Malheureusement au réveil, Victor nous annonce la mauvaise nouvelle que nous redoutions tant.
Le camion ne pourra partir ce jour-ci. La pluie ayant rendu les sols des forêts impraticables , il est impossible pour les exploitants forestiers d'accéder à leurs passerelles de terre et d'y charger le bois dans les camions. Il faut attendre des jours meilleurs pour que les terrains deviennent à nouveau praticables.
Nous prospectons avec son aide d'autres camions qui se rendraient à Concordia, mais ne trouvons aucun routier qui prendra la route cette journée là. Nous décidons donc d'attendre le lendemain pour partir et prenons une petite chambre d'hôtel pour récupérer de la nuit passée et avoir internet.

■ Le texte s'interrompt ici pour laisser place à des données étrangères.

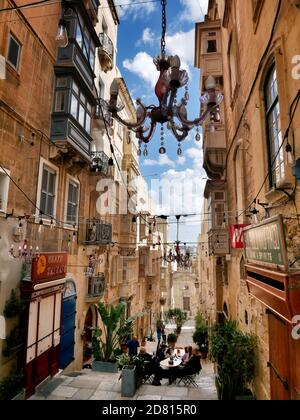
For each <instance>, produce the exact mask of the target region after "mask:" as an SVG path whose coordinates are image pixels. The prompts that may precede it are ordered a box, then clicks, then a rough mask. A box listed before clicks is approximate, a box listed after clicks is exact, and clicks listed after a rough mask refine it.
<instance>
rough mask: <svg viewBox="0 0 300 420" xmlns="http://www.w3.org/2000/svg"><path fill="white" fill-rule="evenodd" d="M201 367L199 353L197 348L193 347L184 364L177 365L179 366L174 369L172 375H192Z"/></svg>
mask: <svg viewBox="0 0 300 420" xmlns="http://www.w3.org/2000/svg"><path fill="white" fill-rule="evenodd" d="M201 369H202V366H201V356H200V354H199V350H197V349H193V351H192V356H191V357H190V359H189V360H188V361H187V362H186V364H185V365H184V366H179V368H178V369H176V370H175V372H174V377H175V378H182V377H183V376H187V375H194V374H196V373H199V372H200V371H201Z"/></svg>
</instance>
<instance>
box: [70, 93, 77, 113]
mask: <svg viewBox="0 0 300 420" xmlns="http://www.w3.org/2000/svg"><path fill="white" fill-rule="evenodd" d="M77 108H78V100H77V98H76V96H74V94H72V99H71V115H73V117H74V118H76V119H77Z"/></svg>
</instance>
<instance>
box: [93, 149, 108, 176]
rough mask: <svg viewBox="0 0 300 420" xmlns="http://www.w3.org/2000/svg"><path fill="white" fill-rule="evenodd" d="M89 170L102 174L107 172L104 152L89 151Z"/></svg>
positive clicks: (103, 173)
mask: <svg viewBox="0 0 300 420" xmlns="http://www.w3.org/2000/svg"><path fill="white" fill-rule="evenodd" d="M91 159H92V162H91V171H92V172H95V173H101V174H103V175H107V174H108V160H109V158H108V156H107V155H106V154H105V153H104V152H91Z"/></svg>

Le mardi nous attendons un appel de José, le routier qui doit nous mener à Concordia ; en vain. Nous profitons de ce temps mort pour réparer notre tente et faire ce que nous n'avons pas le temps de réaliser lorsque nous sommes sur la route : la lessive, le pleins de courses, etc...
Lorsque nous nous rendons à la banque, nos deux cartes de crédits sont malheureusement refusées par toutes les banques de la ville. Nous faisons donc un envoi par Western Union pour pouvoir avoir quelques pesos sur nous le temps de retirer de l'argent dans une plus grande ville.
Fanny s'envoie de son propre compte environ 200 euros, ce qui devrait nous permettre de tenir jusqu'à notre arrivée à Concordia.
Hors, lorsque nous arrivons à l'agence Western Union pour retirer l'argent, la gérante nous fait savoir qu'elle n'est pas habilitée pour les transactions internationales, et que nous devrons nous rendre au bureau de poste de Santo Tomé ; la prochaine grande ville sur notre route, pour retirer cet argent.
Il est 16h30, et il nous est juste impossible de nous rendre à Santo Tomé avant que la poste ferme ses portes. Nous voilà donc repartis à passer une troisième nuit à Virasoro.
Cependant, hors de question de payer pour dormir !. Il nous reste 100 pesos en poche et nous préférons les garder pour manger. Nous décidons donc de camper dans la station de bus. Autorisation accordée, nous nous faisons un nid douillet dans un endroit un peu protégé de la vue des passants. Malgré les quelques allés et venus des voyageurs tardifs, la lumière éblouissante des néons, et le bruit des postes de télévision, nous dormirons à poing fermés.
Au réveil de ce mercredi, toujours aucun signe de vie de José, notre camionneur.
Nous abandonnons tout espoir de prendre un camion, et prenons donc la route en vélo pour Santo Tomé.
En arrivant en ville, nous nous hâtons de nous rendre au bureau de poste pour retirer l'argent. Nous sommes accueillis par un homme peu aimable. Ce dernier nous refuse le retrait car nous n'avons pas en nôtre possession un certain numéro fiscal qui est attribué à toutes personnes vivant sur le territoire argentin.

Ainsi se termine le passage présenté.